Here are 5 goals you can set for yourself right now as a competitor regardless of if you’re a seasoned competitor or complete beginner, goals that will help you improve.

  1. Make a new friend at the competition.  People don’t initially realize how social jiu-jitsu is.  Jiu-jitsu is an art that relies heavily on exchange of knowledge.  Some people are incapable performing well without being intense and focused before competing, that’s fine, talk to people AFTER you compete.  If you get beaten, maybe ask your opponent to show you how they beat you. The truth is that your opponents are NOT your enemies. Some of my favorite people in jiu-jitsu are former opponents, the sooner you realize this the more fun you can have at the competition venue.  One of my favorite moments is the “Oh YOU again!” Moment I have when I see that a former opponent is on the bracket with me. These friends can later translate to potential training partners. I’ve been tapped by former opponents and have tapped former opponents in preparation for matches.  
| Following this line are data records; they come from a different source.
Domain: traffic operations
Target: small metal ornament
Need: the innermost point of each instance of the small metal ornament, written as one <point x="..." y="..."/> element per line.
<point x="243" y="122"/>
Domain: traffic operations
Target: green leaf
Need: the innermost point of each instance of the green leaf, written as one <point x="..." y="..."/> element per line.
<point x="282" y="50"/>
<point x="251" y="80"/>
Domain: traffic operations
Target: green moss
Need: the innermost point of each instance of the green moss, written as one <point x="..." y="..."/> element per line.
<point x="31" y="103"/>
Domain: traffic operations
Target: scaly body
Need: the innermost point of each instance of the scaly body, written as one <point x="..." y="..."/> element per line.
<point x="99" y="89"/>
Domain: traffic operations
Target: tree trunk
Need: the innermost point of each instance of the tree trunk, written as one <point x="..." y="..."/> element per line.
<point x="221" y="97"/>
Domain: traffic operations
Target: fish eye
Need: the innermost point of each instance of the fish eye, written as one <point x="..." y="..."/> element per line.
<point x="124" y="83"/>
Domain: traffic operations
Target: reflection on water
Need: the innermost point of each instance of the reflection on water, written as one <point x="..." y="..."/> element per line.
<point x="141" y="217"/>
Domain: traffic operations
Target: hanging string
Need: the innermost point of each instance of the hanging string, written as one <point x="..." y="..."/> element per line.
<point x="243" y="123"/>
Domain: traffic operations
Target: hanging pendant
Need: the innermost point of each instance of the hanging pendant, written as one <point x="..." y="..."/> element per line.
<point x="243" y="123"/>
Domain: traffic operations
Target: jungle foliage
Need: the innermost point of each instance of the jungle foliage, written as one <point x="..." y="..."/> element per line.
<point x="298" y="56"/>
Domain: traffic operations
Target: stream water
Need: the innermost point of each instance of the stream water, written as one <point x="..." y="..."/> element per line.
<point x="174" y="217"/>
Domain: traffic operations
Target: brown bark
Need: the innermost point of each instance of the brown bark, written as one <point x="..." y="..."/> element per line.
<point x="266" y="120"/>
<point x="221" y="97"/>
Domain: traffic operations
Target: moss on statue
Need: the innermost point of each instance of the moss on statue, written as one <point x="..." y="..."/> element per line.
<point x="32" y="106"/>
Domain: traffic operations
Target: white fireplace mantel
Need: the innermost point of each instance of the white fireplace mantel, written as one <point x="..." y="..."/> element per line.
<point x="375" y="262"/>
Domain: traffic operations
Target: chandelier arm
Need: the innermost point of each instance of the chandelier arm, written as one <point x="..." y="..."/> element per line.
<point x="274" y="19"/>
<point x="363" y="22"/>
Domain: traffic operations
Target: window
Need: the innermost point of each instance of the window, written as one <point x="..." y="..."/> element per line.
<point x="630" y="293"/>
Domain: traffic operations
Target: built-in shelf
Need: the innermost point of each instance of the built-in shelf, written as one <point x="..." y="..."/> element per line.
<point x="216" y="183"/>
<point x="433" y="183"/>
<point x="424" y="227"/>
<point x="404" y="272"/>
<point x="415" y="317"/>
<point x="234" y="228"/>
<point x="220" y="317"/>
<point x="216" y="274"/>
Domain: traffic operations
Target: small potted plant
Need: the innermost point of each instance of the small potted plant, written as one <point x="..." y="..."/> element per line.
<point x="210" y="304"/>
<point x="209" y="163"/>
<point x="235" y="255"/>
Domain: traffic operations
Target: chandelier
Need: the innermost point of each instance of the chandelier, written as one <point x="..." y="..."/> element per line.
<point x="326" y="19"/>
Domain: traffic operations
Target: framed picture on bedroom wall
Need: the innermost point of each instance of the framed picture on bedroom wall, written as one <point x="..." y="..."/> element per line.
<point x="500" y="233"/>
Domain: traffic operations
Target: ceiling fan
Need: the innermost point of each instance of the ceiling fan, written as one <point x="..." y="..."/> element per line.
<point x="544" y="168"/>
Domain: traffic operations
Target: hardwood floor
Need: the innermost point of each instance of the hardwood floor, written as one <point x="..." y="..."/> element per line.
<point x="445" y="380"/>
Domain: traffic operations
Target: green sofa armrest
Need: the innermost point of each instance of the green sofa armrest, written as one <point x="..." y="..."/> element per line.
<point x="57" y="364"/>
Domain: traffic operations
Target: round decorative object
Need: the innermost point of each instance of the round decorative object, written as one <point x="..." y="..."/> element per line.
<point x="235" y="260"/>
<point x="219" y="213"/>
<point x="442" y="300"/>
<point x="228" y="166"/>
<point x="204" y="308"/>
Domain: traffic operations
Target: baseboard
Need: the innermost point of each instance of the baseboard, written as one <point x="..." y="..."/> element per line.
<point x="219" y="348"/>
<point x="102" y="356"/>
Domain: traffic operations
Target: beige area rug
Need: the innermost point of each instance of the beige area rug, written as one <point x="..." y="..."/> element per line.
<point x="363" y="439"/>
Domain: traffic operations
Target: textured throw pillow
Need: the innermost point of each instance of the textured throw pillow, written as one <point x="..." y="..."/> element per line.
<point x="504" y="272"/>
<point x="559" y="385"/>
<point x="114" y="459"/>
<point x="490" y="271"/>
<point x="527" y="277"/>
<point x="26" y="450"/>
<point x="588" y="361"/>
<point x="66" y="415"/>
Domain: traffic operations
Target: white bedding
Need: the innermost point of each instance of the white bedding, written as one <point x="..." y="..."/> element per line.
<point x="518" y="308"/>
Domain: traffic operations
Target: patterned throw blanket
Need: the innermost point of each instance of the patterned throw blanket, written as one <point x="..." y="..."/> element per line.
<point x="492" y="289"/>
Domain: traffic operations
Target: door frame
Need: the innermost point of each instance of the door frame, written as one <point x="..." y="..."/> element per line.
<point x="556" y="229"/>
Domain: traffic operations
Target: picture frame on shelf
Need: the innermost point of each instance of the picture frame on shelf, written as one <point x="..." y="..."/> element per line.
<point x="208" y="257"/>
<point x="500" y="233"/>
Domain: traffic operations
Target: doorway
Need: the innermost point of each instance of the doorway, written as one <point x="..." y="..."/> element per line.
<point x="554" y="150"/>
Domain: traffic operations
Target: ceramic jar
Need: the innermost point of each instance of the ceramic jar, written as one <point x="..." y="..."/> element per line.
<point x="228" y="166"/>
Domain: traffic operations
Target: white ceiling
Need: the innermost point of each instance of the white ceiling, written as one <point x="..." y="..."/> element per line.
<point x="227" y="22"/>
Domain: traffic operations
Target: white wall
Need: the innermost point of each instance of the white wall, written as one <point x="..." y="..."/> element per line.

  2. Learn to be coachable.  Listening to a coach can be difficult, and sometimes can result in failure as coaches themselves are human, but the truth is that we can all work on being more coachable.  When you get out on the competition mat, try to at least LISTEN to what is being said to you, and attempt it. If you make this effort you will be infinitely better as a competitor as time progresses.  I’ve seen less skilled and less experienced practitioners defeat far better opponents simply because they were more coachable and their coach knew a path to victory. Some of my best wins have been as a result of listening to coaching of which I was uncertain (but I trusted my coach so I went with it.)  
  3. Record every match.  So often I see people compete and not record their matches.  You can learn so much from watching your own footage. You can learn your own strengths, weaknesses, areas for improvement, areas for focus.  Make it a goal to record every single match in which you engage and you’ll be much better off for it. I’ve developed entire gameplans around footage of my own matches, and I’ve corrected critical errors in the training room based on that footage as well.  Recording your matches will give you a blueprint by which you can learn from every match.
  4. Make a game plan and follow that game plan.  When watching people compete it becomes abundantly clear who has planned ahead and who hasn’t.  Being physically talented and knowing technique is great, but understanding paths to reach the desired outcome is greater.  Putting together gameplans, and plan B gameplans and plan C gameplans is amazingly helpful, following those gameplans in competition is MORE helpful and will help you grow as a grappler.
  5. Find moments of calm.  You won’t win, but you can start to find your own “happy place”.  If you are able to calm your nerves at competition you’ll be able to start improving your performance exponentially.  I’ve won and lost matches based on my calmness or lack thereof. My goal now as an active competitor is to be as calm as possible at all times in the competition venue and on the competition mat.  I may win, I may lose, but the goal remains the same. Might as well do either with a smile on my face.

There are plenty of ways to improve oneself in jiu-jitsu competition.  It’s a fantastic vehicle for growth as a grappler. For those of you who have experience in competition what are some goals that you’ve set for yourself outside of pure performance and immediate results?